Thursday, July 17, 2008

St. Albert Gore's "moon shot" isn't -- but solar energy may not be as impractical as it used to be

Capture the wind, says St. Albert, and the sun and other "Earth-friendly" energy sources and produce every kilowatt of electricity used in the United States from these sources alone in the next 10 years.

St. Albert likens his proposal to another national commitment made, nearly 50 years ago, by John F. Kennedy, to put a man on the Moon.

These are not remotely comparable proposals.

Kennedy's was a visionary quest -- literally pushing mankind to boldly go where no one had gone before. St. Albert's is like a plan to remodel the kitchen.

That doesn't mean that Gore's idea is bad; indeed, like a lot of kitchen remodeling plans, it's probably long overdue. There are problems, though: Blades from giant fans harnessing wind power would need to be placed where the wind blows freest. Oddly enough, these are also pathways traversed by migrating birds. Large bird populations... giant whirling blades... it doesn't take much imagination to see the potential problem. And, of course, these giant fans will be giant eyesores wherever they are placed.

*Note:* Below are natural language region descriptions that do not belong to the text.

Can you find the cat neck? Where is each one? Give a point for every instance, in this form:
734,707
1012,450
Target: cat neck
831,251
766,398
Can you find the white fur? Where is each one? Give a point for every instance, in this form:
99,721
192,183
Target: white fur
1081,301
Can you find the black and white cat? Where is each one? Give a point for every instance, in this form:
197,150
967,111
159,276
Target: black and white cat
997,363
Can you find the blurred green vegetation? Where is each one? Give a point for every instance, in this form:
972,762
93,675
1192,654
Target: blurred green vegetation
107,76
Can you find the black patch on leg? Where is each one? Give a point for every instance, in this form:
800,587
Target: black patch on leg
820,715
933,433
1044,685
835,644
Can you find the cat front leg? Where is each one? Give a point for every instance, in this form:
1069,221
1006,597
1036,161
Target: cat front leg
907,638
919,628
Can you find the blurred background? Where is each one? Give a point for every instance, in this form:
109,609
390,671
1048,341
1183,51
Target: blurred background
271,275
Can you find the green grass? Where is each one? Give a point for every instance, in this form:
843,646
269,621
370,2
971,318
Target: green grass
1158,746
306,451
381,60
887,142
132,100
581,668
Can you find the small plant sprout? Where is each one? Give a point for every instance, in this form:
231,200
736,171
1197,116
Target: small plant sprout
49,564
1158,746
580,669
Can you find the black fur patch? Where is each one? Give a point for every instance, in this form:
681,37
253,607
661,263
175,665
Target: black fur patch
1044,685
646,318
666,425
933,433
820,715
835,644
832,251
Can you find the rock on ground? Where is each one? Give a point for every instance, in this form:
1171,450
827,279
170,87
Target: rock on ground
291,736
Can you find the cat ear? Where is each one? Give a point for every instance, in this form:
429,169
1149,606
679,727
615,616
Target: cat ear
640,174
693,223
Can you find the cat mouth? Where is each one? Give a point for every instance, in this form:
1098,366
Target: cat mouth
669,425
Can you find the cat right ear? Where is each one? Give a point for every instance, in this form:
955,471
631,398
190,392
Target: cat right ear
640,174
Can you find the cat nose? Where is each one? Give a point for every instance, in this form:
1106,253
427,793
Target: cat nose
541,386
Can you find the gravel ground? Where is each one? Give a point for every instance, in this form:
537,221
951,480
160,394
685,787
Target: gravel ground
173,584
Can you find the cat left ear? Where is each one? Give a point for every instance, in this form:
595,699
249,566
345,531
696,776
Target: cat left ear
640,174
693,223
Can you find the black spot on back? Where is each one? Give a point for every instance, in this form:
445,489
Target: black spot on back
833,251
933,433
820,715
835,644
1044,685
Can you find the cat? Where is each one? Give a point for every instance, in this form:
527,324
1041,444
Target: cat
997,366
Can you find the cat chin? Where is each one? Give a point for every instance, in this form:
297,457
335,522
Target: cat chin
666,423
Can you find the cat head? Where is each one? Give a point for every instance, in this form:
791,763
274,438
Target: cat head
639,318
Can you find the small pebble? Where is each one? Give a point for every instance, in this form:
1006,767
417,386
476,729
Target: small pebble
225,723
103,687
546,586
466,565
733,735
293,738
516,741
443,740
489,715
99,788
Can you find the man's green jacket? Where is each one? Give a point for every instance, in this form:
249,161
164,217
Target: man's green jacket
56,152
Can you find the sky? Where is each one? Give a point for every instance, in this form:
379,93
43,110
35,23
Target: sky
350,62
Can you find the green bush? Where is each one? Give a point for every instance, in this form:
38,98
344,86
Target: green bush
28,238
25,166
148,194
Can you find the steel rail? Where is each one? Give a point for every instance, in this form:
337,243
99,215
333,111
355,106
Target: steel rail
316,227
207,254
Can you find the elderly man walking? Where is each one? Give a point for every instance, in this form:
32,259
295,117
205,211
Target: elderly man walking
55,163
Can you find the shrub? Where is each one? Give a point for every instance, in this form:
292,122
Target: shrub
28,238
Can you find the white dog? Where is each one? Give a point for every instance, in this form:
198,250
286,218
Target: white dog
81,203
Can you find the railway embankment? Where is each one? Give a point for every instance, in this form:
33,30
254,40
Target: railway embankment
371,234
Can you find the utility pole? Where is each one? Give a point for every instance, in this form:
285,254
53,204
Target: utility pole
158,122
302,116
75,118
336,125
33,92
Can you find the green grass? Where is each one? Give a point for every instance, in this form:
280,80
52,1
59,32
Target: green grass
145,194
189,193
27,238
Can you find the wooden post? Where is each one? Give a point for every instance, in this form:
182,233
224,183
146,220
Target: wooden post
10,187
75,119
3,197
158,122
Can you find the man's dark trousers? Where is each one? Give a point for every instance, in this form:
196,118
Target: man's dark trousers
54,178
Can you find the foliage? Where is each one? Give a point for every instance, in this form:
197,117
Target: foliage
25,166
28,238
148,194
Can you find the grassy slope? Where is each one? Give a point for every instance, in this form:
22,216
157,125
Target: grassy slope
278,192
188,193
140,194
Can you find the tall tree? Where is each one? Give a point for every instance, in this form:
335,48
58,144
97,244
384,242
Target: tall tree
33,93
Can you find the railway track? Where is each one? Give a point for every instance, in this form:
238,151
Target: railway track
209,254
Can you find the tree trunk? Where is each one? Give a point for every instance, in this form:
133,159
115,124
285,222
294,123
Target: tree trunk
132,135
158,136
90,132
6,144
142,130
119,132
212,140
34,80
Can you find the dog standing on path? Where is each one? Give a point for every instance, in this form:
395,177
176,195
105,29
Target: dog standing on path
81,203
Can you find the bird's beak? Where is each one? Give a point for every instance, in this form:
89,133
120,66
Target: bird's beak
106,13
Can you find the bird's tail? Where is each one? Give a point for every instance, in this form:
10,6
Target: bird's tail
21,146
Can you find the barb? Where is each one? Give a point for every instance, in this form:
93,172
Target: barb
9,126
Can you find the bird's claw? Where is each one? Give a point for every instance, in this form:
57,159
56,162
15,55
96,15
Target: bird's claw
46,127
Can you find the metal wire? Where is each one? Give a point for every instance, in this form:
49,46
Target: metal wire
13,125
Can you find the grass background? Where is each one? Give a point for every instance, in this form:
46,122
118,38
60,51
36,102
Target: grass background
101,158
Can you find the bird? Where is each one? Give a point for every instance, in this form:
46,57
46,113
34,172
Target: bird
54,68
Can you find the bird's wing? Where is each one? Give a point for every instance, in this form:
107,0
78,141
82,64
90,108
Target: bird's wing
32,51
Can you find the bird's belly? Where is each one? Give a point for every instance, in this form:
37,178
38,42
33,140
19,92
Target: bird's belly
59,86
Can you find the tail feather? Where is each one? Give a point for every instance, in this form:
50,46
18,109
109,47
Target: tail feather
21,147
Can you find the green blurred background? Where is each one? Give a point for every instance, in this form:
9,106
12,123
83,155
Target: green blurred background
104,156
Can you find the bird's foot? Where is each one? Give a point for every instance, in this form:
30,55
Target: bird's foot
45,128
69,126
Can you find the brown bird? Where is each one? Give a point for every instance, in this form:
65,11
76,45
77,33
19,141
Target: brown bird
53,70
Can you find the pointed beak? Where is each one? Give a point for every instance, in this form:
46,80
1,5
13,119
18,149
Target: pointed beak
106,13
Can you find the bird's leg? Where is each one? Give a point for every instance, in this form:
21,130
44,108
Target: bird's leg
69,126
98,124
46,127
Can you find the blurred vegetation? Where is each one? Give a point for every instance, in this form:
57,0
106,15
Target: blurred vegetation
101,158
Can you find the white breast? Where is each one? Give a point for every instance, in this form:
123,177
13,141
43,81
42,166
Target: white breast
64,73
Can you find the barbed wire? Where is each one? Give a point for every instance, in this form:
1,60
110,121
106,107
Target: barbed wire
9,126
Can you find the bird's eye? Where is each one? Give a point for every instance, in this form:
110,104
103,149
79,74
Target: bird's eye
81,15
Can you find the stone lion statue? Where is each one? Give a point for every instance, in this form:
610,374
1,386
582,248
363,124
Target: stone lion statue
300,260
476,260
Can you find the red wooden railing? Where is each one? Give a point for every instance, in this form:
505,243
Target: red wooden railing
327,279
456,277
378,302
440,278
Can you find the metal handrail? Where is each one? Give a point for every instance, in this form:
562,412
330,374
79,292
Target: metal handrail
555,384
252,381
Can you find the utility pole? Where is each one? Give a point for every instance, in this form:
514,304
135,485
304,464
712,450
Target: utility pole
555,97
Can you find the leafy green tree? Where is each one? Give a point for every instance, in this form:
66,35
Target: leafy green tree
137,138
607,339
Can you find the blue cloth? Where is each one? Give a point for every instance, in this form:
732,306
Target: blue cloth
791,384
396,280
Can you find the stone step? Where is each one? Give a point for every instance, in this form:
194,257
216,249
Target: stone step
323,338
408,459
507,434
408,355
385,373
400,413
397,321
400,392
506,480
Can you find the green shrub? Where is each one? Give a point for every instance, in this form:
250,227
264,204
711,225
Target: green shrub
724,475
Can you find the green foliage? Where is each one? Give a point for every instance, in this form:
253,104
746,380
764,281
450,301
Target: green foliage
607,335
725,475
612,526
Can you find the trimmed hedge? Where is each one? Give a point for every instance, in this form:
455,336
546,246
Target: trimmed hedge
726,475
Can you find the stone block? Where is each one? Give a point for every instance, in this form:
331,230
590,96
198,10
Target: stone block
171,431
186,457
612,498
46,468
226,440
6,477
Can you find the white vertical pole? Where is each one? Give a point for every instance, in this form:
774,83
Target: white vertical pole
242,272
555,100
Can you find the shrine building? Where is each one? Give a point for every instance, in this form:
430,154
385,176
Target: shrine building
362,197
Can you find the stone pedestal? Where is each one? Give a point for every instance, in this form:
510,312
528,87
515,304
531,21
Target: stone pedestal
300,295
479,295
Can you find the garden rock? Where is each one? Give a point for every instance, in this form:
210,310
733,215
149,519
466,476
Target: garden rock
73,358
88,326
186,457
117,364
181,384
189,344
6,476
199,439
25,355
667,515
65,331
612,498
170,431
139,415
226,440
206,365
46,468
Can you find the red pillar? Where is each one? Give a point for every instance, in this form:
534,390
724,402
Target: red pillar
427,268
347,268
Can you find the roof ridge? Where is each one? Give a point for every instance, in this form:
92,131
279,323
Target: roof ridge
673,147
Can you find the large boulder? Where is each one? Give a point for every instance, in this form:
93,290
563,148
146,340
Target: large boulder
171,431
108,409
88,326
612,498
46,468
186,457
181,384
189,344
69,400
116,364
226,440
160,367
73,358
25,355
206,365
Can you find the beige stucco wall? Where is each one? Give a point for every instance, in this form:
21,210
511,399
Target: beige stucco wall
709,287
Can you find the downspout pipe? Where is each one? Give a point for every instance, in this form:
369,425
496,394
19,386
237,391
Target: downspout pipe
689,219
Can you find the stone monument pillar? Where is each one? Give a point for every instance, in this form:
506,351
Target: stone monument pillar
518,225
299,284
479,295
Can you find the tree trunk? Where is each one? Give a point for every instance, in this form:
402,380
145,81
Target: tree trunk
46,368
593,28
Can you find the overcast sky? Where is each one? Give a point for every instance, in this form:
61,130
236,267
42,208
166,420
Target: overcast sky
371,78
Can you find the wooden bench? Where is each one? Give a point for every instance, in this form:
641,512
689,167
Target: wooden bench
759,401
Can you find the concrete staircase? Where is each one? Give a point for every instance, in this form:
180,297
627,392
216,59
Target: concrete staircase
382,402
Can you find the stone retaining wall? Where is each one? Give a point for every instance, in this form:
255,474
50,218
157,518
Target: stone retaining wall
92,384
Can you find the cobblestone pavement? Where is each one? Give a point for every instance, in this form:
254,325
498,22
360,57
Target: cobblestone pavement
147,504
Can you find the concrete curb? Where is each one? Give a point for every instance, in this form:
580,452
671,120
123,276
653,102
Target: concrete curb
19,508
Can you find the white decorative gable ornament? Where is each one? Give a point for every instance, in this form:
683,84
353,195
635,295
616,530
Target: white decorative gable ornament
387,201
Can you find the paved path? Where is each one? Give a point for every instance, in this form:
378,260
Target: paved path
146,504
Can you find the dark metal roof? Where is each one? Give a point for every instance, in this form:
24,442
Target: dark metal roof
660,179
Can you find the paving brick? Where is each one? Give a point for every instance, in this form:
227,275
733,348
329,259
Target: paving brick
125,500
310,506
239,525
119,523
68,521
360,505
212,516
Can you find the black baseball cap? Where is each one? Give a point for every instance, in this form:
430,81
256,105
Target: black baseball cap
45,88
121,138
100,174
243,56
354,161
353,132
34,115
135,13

Solar technology, too, has long been more expensive and less efficient than the fossil fuel technologies that upset St. Albert so. But I recently heard, on the Osgood Files, a report concerning a promising new advance in solar cell technology.

Actually, it's not so much an advance as a return to a technology that was briefly considered, and abandoned, in the 70s. CBS Radio's Charles Osgood reports that Marc Boland, a professor of electrical engineering at MIT, is leading a team of researchers there in the development of solar cells that consist of glass with a very thin layer of paint or dye on top of it. This, Boland says, "allows us to concentrate light onto a much smaller area of solar cells" -- using "off-the-shelf" materials and making more solar energy, more efficiently, without motorized moving mirrors.

This is exciting stuff -- not a "moon shot" by any means, but a wonderful, hopeful, idea. And energy plans using off-the-shelf materials sound a heck of a lot better to me than massive government forays into huge construction projects.